Opened 7 years ago

Closed 7 years ago

#18340 closed defect (fixed)

PARI/GP does not gracefully handle out-of-memory

Reported by: Andrey Novoseltsev Owned by:
Priority: blocker Milestone: sage-6.7
Component: packages: standard Keywords: PARI gp ptestlong doctesting lseries_ell.py
Cc: Jeroen Demeyer Merged in:
Authors: Jeroen Demeyer Reviewers: Vincent Delecroix, John Cremona, Leif Leonhardy
Report Upstream: Fixed upstream, but not in a stable release. Work issues:
Branch: 5249809 (Commits, GitHub, GitLab) Commit: 5249809481c4366e0ea5f9efc0f89b27ce7bc7fd
Dependencies: Stopgaps:

Status badges

Description (last modified by Jeroen Demeyer)

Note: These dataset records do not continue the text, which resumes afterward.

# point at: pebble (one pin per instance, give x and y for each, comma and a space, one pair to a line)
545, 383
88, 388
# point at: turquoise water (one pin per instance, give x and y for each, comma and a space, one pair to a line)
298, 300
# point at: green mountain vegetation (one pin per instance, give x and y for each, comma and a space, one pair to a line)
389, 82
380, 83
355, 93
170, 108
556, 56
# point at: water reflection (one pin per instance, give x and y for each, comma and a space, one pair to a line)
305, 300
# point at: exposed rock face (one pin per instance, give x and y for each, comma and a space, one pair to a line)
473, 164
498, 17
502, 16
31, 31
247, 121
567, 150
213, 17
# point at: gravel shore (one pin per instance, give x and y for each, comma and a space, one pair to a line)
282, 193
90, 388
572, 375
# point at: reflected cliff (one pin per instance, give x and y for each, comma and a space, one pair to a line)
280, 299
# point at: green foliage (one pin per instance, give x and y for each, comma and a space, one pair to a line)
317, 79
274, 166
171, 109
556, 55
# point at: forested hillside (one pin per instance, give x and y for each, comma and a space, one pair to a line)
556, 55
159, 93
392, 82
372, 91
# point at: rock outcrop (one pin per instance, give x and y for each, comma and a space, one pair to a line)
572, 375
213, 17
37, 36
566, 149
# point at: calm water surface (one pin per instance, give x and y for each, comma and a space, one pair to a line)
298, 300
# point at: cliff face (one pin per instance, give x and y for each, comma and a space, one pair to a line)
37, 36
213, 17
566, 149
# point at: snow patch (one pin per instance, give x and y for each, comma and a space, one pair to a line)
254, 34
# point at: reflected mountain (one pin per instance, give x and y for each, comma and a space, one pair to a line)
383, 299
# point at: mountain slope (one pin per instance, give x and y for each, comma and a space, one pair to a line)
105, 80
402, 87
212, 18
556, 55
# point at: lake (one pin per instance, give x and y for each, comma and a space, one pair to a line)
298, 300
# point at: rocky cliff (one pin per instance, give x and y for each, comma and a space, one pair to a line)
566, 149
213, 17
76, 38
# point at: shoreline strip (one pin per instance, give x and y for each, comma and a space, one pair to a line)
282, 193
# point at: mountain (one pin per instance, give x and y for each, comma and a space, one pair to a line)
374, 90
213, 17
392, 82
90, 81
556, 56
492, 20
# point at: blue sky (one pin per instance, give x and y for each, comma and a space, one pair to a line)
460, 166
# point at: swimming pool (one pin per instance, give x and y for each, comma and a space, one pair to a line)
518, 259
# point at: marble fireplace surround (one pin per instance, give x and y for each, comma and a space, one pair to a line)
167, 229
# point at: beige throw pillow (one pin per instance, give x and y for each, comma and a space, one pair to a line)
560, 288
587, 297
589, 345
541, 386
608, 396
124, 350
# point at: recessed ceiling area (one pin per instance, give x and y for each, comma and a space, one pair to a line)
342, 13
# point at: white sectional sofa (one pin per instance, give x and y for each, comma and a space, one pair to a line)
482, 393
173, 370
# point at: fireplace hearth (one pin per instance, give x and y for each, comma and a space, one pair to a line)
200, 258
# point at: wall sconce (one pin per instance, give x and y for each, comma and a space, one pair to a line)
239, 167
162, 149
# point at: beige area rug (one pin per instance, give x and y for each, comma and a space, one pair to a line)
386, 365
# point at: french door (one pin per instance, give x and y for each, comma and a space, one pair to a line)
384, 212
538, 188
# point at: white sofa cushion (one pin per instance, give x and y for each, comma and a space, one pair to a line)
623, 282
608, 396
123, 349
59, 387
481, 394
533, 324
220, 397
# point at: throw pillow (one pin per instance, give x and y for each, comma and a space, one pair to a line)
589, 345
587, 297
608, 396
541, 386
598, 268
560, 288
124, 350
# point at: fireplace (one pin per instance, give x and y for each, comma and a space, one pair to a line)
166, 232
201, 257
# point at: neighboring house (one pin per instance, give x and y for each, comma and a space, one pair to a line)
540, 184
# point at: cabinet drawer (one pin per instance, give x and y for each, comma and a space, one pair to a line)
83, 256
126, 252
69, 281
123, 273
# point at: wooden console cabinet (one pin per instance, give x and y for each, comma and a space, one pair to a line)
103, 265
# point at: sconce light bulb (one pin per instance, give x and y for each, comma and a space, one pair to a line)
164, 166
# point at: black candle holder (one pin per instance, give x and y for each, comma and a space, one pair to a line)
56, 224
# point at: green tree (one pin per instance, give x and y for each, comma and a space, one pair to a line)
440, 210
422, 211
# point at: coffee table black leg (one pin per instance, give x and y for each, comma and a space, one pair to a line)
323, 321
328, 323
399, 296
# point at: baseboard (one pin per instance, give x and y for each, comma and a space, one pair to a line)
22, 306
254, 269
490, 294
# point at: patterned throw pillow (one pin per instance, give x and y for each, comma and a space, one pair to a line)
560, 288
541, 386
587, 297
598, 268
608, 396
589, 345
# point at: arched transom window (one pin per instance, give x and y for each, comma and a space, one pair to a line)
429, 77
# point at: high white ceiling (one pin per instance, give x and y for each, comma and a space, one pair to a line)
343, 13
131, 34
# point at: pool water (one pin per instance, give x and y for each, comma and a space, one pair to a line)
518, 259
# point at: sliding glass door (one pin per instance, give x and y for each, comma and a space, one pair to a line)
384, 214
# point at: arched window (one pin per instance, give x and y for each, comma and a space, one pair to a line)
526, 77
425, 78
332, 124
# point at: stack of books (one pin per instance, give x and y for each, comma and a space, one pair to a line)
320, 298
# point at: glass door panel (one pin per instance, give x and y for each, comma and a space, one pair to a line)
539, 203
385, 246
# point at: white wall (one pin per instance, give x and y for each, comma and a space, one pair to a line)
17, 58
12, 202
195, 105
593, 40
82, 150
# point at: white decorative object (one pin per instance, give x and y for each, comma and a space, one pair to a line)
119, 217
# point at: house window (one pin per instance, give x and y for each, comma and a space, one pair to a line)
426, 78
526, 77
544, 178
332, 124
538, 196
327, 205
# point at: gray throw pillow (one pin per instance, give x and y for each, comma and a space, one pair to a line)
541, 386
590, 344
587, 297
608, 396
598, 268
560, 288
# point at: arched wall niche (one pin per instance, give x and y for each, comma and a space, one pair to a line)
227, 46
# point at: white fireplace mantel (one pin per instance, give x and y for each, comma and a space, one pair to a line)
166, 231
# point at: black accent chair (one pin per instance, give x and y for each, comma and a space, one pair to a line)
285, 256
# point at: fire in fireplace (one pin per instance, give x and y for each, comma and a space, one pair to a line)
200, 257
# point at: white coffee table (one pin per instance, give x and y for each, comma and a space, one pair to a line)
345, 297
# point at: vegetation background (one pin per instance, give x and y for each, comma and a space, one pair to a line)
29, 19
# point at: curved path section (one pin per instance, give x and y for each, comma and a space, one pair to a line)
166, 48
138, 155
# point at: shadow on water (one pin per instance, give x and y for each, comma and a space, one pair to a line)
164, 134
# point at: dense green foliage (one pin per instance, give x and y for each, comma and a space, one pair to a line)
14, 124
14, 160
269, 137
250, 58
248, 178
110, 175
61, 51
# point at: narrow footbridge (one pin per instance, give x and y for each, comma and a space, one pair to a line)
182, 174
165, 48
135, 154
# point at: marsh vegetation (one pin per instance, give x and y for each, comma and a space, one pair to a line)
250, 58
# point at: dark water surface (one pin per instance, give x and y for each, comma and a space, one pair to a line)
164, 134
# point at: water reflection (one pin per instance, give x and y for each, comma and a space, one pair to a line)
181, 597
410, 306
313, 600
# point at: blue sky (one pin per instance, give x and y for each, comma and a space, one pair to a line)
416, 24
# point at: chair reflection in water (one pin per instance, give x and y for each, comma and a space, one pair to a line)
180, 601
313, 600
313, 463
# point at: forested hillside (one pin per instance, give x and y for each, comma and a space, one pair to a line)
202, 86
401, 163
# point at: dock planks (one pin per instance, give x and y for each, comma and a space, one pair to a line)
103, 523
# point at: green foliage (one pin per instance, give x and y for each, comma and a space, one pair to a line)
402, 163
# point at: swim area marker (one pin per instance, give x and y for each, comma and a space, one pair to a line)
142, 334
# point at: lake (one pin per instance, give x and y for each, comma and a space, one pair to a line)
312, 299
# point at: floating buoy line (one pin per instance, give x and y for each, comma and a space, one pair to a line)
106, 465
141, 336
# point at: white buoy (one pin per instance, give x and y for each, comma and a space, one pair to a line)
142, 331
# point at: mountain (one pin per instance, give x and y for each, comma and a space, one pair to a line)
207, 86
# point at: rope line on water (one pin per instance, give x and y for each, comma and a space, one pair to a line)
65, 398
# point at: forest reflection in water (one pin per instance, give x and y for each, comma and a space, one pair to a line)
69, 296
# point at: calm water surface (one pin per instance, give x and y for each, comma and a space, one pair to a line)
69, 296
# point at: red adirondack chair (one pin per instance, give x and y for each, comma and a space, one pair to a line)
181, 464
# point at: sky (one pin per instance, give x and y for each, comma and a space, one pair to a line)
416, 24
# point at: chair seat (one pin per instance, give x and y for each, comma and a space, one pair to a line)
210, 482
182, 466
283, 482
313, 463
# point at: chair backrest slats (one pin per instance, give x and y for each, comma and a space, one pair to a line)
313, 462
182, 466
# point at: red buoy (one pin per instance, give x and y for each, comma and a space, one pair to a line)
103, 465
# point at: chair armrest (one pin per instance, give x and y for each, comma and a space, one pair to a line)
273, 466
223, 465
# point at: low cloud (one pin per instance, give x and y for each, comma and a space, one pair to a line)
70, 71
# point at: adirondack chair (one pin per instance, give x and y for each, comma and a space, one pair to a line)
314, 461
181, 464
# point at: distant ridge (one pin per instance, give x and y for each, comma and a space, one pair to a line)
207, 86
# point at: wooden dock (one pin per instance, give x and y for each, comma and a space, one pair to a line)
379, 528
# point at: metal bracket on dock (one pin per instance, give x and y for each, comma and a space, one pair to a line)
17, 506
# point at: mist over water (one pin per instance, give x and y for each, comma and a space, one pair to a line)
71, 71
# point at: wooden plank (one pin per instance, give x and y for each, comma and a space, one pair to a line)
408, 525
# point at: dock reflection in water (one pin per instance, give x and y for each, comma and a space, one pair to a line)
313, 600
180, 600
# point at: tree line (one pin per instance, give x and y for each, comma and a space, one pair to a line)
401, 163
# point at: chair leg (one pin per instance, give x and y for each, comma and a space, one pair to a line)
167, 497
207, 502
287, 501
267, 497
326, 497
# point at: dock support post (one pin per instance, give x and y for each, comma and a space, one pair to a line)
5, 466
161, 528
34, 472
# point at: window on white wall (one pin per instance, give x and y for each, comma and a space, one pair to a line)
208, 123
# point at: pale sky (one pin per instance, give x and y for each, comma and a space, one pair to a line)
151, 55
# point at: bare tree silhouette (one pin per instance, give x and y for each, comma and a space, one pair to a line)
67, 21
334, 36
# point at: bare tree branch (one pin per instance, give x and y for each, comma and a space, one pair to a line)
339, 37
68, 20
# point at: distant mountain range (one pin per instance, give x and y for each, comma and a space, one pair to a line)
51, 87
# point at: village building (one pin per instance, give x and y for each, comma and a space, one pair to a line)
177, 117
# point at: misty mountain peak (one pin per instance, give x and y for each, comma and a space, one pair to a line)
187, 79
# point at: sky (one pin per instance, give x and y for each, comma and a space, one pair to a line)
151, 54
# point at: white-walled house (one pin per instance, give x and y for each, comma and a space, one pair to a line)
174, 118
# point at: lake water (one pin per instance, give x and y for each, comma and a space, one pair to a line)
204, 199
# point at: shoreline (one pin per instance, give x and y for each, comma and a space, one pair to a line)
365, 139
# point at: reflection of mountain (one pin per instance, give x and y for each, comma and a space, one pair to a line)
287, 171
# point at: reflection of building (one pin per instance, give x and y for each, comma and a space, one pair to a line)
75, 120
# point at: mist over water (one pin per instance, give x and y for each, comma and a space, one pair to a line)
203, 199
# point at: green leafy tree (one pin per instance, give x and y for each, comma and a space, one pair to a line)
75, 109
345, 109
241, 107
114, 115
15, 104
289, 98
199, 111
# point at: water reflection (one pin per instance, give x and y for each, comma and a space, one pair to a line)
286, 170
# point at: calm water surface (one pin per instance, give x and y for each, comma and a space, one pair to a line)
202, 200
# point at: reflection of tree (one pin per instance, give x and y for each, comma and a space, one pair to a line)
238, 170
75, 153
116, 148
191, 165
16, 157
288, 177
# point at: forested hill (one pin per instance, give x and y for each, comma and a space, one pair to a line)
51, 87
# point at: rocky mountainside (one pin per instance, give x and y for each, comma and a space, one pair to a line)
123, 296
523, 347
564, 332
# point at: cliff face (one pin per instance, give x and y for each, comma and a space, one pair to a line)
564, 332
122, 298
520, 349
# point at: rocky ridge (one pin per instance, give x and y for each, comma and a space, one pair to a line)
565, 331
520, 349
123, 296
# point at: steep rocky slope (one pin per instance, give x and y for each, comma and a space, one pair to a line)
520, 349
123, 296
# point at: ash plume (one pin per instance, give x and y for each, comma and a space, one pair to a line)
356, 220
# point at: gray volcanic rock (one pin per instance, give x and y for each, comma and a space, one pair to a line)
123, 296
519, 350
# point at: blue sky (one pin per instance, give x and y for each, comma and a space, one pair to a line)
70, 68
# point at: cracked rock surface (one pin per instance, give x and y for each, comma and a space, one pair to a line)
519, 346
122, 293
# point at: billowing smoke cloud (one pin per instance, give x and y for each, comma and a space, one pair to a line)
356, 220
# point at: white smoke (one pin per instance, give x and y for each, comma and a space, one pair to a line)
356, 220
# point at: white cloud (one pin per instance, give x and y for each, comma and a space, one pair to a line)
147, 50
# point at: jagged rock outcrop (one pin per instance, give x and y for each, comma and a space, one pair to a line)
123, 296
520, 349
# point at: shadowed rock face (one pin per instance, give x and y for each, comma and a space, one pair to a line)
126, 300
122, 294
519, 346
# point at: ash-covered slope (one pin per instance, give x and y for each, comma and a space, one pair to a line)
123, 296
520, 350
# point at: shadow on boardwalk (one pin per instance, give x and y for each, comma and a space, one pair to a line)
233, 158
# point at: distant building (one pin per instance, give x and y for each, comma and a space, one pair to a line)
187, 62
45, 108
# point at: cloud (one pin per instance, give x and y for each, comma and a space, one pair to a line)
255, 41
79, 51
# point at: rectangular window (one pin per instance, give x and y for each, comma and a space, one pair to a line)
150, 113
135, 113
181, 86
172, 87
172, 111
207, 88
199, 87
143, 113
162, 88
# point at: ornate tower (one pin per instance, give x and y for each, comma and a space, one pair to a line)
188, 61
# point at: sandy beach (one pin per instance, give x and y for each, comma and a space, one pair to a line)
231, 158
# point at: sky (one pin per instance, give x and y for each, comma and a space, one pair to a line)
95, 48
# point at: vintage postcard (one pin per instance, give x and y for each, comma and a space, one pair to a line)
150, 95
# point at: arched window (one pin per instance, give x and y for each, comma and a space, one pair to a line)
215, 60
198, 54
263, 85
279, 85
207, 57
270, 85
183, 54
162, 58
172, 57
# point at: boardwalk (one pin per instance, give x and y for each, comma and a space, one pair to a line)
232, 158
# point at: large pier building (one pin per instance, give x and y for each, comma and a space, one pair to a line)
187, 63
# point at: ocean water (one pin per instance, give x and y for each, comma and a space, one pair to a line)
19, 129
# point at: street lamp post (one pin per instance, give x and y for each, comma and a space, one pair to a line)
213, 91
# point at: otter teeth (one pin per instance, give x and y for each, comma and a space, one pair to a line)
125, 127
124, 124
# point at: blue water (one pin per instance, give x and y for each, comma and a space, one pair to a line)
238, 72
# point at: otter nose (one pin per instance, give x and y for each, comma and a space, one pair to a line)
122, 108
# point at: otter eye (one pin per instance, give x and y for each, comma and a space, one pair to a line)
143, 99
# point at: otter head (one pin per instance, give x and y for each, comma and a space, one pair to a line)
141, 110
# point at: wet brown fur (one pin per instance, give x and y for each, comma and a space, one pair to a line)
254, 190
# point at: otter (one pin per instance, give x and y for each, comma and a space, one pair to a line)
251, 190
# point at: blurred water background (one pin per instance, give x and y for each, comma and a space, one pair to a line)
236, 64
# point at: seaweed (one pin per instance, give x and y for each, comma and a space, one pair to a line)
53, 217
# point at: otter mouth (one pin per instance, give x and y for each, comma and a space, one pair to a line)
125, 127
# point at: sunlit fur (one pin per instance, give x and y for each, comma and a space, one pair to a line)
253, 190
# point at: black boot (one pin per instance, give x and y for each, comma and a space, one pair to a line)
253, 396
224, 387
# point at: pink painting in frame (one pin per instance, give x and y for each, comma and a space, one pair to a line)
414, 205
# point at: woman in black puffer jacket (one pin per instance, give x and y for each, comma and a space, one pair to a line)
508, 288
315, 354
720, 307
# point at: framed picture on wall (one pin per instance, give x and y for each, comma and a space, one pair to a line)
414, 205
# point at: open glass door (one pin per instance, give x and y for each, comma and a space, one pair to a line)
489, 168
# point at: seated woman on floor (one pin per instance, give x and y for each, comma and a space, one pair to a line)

The following will eat all your memory:

$ ( ulimit -s unlimited; ./sage -t --long src/sage/schemes/elliptic_curves/lseries_ell.py )

This sets the stack size to "unlimited". The gp process which is executed by this doctest will then use a very large amount of memory.

This happens in particular with GNU make < 3.82 due to https://savannah.gnu.org/bugs/?22010

This can be solved by upgrading PARI/GP.

Upstream: http://boxen.math.washington.edu/home/jdemeyer/spkg/pari-2.8-1545-gd04cdd3.tar.gz


See https://groups.google.com/d/topic/sage-devel/ydDfHsCxpAc/discussion

(Older) Thread on sage-release: http://thread.gmane.org/gmane.comp.mathematics.sage.release/2757

Change History (46)

comment:1 Changed 7 years ago by Leif Leonhardy

Keywords: PARI gp ptestlong doctesting added
Summary: Memory issues while testingMemory issues while testing (gp process)

This has also been reported on sage-release; it happens presumably since the last update of PARI.

comment:2 Changed 7 years ago by Leif Leonhardy

Description: modified (diff)

For me, on one machine it happens each time I run make ptestlong unless I delete ~/.sage/timings* before doing so. (Deleting these files "disables" the IMHO useless and rather counter-productive sorting of doctests by previous runtime.)

John C. reported it happened to him even with make testlong, i.e., without testing in parallel.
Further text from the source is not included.